I'm having trouble coming up with the most efficient algorithm to remove duplicates from List<List<int>>
, for example (I know this looks like a list of int[]
, but just doing it that way for visual purposes:
my_list[0]= {1, 2, 3};
my_list[1]= {1, 2, 3};
my_list[2]= {9, 10, 11};
my_list[3]= {1, 2, 3};
So the output would just be
new_list[0]= {1, 2, 3};
new_list[1]= {9, 10, 11};
Let me know if you have any ideas. I would really appreciate it.
Build custom of EqualityComparer<List<int>>
:
public class CusComparer : IEqualityComparer<List<int>>
{
public bool Equals(List<int> x, List<int> y)
{
return x.SequenceEqual(y);
}
public int GetHashCode(List<int> obj)
{
int hashCode = 0;
for (var index = 0; index < obj.Count; index++)
{
hashCode ^= new {Index = index, Item = obj[index]}.GetHashCode();
}
return hashCode;
}
}
Then you can get the result by using Distinct with custom comparer method:
var result = my_list.Distinct(new CusComparer());
Edit:
Include the index into method GetHashCode
to make sure different orders will not be equal
This simple program does what you want:
using System;
using System.Collections.Generic;
using System.Linq;
namespace ConsoleApplication6
{
class Program
{
static void Main(string[] args)
{
List<List<int>> lists = new List<List<int>>();
lists.Add(new List<int> { 1, 2, 3 });
lists.Add(new List<int> { 1, 2, 3 });
lists.Add(new List<int> { 9, 10, 11 });
lists.Add(new List<int> { 1, 2, 3 });
var distinct = lists.Select(x => new HashSet<int>(x))
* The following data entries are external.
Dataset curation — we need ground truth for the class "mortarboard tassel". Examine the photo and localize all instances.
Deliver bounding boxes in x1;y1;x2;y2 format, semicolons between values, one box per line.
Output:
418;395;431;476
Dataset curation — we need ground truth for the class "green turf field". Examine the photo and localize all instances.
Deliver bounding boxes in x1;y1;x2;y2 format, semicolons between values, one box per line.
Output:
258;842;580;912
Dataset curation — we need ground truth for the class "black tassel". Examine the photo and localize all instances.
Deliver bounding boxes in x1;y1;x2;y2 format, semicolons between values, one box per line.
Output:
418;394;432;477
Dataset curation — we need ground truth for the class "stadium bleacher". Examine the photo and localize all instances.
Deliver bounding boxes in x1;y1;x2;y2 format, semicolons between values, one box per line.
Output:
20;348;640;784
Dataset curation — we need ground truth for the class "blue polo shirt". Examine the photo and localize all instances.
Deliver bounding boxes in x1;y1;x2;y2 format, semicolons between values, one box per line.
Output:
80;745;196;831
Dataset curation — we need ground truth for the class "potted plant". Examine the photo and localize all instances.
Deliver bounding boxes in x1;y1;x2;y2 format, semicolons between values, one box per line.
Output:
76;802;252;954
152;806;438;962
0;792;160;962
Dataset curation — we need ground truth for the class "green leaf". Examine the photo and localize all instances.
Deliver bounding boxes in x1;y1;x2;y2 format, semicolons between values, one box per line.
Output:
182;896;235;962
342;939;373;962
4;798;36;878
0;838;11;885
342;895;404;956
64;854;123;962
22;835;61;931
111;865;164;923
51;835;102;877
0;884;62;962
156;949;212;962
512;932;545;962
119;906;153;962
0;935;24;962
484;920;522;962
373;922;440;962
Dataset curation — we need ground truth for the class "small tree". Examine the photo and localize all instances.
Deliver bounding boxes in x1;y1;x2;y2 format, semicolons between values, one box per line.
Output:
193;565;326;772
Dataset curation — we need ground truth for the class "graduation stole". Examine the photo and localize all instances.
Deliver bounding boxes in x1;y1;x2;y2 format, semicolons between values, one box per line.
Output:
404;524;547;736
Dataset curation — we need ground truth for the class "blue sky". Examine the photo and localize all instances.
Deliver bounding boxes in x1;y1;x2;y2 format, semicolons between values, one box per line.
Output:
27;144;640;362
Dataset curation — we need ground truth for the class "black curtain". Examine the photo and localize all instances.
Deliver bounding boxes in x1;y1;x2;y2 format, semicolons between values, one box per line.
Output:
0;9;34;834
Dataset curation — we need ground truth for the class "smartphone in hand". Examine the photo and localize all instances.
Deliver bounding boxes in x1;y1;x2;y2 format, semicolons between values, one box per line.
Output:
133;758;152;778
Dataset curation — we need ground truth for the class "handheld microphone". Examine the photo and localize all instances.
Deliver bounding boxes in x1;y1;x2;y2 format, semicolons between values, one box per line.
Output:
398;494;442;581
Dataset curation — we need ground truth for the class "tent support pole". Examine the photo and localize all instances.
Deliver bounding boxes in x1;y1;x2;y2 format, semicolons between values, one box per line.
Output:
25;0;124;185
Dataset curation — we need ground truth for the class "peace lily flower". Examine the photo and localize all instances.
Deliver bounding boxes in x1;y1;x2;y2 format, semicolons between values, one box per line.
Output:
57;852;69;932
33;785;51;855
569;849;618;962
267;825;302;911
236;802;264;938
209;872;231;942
.Distinct(HashSet<int>.CreateSetComparer());
foreach (var list in distinct)
{
foreach (var v in list)
{
Console.Write(v + " ");
}
Console.WriteLine();
}
}
}
}
var finalList = lists.GroupBy(x => String.Join(",", x))
.Select(x => x.First().ToList())
.ToList();
You can use the LINQ Distinct
overload that takes a comparer. The comparer should see if the lists are equal. Note that the default equals operations of lists won't do what you're really looking for, so the comparer will need to loop through each for you. Here's an example of such a comparer:
public class SequenceComparer<T> : IEqualityComparer<IEnumerable<T>>
{
IEqualityComparer<T> itemComparer;
public SequenceComparer()
{
this.itemComparer = EqualityComparer<T>.Default;
}
public SequenceComparer(IEqualityComparer<T> itemComparer)
{
this.itemComparer = itemComparer;
}
public bool Equals(IEnumerable<T> x, IEnumerable<T> y)
{
if (object.Equals(x, y))
return true;
if (x == null || y == null)
return false;
return x.SequenceEqual(y, itemComparer);
}
public int GetHashCode(IEnumerable<T> obj)
{
if (obj == null)
return -1;
int i = 0;
return obj.Aggregate(0, (x, y) => x ^ new { Index = i++, ItemHash = itemComparer.GetHashCode(y) }.GetHashCode());
}
}
Update: I got the idea of using an anonymous type to make a better hash from Cuong Le's answer, and I LINQ-ified it and made it work in my class.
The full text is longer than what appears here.